Anger and questions over how Champs-Elysées gunman was left free after 'threats to kill police officers'

Anger rose on Friday as questions remained unanswered about why the suspected Champs-Elysées gunman, Karim Cheurfi, was released after being questioned in February over threats to kill police officers.

Counter-terrorist prosecutors placed the 39-year-old French national under preliminary investigation in March, but he was not on the police “S” list of terror suspects. He had a long criminal record and spent more than a decade in prison for attempted murder.  

Police in the southeastern Paris suburb of Melun interrogated him on February 23 after he reportedly made threats on the Telegram online messaging service favoured by Islamist extremists because of its encrypted communications.

Police had been tipped off that he was attempting to procure weapons to attack officers, but released him because of a lack of proof that he had been radicalised or was likely to carry out an act of terrorism, security sources said. Witnesses had also told investigators that they overheard him making threats.

A source close to the investigation said: “This is the dilemma we face. Sometimes we suspect someone but can’t prove anything so we’re forced to release them. You can’t hold someone because simply on suspicion, because you think they may be about to do something.”

Even after the tipoffs, Cheurfi’s profile was considered more criminal than terrorist — although a jihadist pamphlet was reportedly found when investigators searched his mother’s home in the Paris suburb of Chelles in the early hours of Friday.

He was not on the “S” list of known terrorist suspects, although he appeared on the counter-terrorist services’ radar at the beginning of the year. Seen as someone with potential Islamist sympathies, he was described as “excessively dangerous and violent”. 

Denis Jacob of the Alternative police union said: “We want to express the sadness and anger of all our colleagues. It isn’t normal that a man already known to police, detained in 2017 and who made verbal threats to kill police officers could have put his threats into action.”

After laying a floral tribute on the Champs-Elysées, where the policeman was shot dead on Thursday night, Mr Jacob added: “The next president of France must ask questions about how individuals with “S” files are treated. There are things that need to be reviewed.”

Mr Jacob promised that police were ready to face the continuing terrorist threat. “We are not afraid and we will continue to be there for the security of our fellow-citizens.”

When Cheurfi was questioned, police reportedly discovered that he had violated the probation conditions imposed after he was given a suspended sentence for theft in 2014, which included psychiatric treatment. 

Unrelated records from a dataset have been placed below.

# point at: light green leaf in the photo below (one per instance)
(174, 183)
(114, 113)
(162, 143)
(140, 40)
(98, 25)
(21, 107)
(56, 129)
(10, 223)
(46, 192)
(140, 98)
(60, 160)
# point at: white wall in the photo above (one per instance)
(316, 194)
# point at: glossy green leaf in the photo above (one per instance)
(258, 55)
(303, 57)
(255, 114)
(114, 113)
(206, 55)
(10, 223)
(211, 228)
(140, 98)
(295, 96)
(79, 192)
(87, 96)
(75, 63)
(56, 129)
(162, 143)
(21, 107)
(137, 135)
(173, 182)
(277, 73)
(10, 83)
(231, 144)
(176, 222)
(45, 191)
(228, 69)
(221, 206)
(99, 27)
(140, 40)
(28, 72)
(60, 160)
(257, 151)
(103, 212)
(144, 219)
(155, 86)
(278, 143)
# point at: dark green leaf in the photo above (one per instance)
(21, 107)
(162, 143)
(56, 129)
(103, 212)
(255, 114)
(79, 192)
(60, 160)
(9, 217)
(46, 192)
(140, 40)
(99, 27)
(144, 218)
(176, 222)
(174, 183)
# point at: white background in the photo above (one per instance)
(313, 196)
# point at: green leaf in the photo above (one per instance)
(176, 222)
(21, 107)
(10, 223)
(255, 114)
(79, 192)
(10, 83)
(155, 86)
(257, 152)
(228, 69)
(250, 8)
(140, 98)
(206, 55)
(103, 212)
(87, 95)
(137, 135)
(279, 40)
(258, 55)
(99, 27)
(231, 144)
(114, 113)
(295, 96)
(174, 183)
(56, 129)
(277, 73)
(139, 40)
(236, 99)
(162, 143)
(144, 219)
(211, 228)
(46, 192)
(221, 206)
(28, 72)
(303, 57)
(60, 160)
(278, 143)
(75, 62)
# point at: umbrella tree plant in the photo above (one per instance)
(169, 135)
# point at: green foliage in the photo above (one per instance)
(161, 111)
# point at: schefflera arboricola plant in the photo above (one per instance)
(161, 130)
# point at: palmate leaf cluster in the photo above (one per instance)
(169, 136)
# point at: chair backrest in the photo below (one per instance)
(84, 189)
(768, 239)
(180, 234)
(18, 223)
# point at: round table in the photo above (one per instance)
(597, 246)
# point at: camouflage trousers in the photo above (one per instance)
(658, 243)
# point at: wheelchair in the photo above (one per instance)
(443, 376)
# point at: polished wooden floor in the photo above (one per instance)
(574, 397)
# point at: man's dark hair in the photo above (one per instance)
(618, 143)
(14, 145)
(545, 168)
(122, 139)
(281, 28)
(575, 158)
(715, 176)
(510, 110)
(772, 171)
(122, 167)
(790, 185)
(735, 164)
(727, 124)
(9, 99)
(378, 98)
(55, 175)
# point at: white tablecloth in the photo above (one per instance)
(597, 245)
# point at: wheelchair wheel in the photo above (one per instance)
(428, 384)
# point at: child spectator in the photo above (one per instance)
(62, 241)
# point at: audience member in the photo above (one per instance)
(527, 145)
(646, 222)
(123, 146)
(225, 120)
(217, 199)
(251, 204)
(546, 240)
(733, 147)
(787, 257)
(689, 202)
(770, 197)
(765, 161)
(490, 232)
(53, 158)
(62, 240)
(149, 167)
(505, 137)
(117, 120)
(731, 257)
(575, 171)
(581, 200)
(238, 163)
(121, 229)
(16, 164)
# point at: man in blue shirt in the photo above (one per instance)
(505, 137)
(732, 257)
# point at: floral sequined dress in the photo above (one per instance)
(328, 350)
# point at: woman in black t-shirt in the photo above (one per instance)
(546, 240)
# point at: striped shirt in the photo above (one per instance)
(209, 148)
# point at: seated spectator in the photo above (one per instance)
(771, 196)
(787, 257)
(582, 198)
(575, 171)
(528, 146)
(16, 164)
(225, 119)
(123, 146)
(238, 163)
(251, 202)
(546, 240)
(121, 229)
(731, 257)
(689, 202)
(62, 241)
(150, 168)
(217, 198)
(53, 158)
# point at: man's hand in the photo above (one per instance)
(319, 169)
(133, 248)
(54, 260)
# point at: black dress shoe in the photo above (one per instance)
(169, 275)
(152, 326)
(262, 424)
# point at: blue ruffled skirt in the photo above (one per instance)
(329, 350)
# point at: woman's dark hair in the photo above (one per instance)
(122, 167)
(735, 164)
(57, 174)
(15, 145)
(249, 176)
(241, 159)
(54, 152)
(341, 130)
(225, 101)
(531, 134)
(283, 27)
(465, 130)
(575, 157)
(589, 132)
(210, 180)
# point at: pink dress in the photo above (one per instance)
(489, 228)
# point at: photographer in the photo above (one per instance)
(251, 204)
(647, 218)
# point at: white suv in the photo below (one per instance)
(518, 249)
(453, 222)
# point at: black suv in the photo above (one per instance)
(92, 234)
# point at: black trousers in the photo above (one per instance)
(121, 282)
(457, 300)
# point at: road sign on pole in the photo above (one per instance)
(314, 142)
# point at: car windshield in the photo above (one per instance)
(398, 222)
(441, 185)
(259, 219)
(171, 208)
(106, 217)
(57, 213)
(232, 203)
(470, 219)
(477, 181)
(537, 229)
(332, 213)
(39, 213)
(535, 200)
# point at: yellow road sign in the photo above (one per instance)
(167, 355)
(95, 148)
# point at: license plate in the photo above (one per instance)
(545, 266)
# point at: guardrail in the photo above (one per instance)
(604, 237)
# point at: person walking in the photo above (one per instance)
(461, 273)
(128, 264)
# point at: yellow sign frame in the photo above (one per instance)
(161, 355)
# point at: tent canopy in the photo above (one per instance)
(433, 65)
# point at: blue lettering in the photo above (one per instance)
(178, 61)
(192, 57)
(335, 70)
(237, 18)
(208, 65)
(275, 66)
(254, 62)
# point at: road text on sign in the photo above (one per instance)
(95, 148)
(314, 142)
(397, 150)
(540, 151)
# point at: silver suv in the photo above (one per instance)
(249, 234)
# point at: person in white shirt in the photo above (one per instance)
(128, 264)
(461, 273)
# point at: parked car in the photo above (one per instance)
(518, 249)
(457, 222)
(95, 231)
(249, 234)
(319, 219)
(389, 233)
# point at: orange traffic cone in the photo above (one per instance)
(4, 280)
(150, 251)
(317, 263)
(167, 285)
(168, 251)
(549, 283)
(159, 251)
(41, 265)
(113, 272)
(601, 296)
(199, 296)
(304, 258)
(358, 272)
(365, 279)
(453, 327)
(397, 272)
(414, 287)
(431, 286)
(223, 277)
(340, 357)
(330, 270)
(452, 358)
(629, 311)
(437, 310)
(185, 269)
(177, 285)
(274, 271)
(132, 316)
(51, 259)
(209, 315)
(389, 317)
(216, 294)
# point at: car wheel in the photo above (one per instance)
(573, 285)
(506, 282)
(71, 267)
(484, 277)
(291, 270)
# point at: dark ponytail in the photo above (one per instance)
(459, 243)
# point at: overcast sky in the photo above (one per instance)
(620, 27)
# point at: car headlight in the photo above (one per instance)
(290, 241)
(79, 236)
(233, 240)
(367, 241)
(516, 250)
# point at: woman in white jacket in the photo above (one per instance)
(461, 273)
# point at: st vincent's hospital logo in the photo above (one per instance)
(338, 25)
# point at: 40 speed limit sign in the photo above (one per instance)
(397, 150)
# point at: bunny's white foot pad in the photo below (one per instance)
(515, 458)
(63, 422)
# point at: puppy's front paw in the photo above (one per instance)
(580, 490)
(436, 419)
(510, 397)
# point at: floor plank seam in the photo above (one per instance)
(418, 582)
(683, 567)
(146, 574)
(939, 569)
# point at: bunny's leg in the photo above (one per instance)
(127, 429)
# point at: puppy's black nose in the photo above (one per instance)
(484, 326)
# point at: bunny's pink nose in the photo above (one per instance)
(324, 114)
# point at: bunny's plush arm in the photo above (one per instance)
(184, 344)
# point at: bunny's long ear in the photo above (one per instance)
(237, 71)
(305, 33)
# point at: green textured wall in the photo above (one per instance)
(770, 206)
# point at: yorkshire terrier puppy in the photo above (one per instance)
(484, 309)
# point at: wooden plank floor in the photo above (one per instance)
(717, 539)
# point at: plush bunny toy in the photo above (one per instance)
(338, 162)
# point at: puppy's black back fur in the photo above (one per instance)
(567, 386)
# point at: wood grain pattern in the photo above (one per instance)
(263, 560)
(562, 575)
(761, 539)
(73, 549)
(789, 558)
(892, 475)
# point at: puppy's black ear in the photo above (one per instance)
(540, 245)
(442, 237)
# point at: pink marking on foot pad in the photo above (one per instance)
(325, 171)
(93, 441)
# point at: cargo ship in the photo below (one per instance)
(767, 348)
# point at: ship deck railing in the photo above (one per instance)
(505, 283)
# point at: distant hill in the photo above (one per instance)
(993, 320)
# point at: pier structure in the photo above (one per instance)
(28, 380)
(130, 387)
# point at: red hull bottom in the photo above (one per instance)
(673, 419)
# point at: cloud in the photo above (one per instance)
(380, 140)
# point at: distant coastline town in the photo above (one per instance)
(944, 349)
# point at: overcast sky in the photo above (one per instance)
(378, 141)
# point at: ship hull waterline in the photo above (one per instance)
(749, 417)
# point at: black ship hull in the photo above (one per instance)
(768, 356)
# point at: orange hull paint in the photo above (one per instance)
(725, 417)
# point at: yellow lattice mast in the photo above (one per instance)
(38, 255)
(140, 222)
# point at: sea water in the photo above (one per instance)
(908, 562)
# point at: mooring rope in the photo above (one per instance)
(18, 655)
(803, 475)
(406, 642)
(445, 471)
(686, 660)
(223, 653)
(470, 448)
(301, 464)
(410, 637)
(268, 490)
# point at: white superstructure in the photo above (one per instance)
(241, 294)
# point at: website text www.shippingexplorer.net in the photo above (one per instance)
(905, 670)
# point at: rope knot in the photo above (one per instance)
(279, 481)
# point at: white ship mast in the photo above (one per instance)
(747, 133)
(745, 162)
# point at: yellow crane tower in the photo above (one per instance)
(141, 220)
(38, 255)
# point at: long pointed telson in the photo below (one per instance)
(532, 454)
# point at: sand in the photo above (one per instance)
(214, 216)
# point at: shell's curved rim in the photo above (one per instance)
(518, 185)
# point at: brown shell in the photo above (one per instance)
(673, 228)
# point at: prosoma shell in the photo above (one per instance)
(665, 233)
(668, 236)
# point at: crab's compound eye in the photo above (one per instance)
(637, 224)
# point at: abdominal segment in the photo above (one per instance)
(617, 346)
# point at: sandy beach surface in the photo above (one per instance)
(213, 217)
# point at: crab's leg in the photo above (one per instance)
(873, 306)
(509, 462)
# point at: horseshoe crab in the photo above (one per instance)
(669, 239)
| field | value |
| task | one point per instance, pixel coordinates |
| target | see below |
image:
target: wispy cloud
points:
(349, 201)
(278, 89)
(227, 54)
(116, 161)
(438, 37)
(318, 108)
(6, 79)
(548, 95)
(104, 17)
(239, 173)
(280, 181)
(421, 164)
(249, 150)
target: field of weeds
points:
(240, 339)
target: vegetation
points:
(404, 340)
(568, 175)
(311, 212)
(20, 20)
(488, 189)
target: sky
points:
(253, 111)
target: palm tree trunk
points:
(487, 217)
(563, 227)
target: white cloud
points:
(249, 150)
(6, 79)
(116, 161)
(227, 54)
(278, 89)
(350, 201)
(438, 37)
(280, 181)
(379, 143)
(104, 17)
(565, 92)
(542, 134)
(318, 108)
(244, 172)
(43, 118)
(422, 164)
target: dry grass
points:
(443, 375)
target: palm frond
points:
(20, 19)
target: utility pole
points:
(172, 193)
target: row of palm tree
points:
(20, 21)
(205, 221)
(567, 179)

Sentenced to 20 years in 2003 for attacking three people including two police officers in 2001, his term was shortened in 2005 to 15 years. Legal sources said he was released  in 2013.

“In prison, he was not flagged up as having been radicalised,” the source said. “Either he didn’t get noticed or he hadn’t become a jihadist at that time. He certainly would have come into contact with Islamists in prison.”

Police union delegates were meeting the interior minister, Bernard Cazeneuve, on Friday to discuss how the police can be better protected. 

The Champs-Elysées shooting was not the first time the  suspected gunman had attacked police, but it was the first time he killed an officer.

Cheurfi shot and wounded a police cadet and his brother in 2001 while driving a stolen car. After being taken in custody, he grabbed another officer’s gun and shot at him.

Three of his relatives were in custody on Friday, a routine procedure after an attack that does not indicate that they are suspected of being accomplices.

A handwritten note praising Isil was found near the gunman’s body and a Koran was recovered from his car.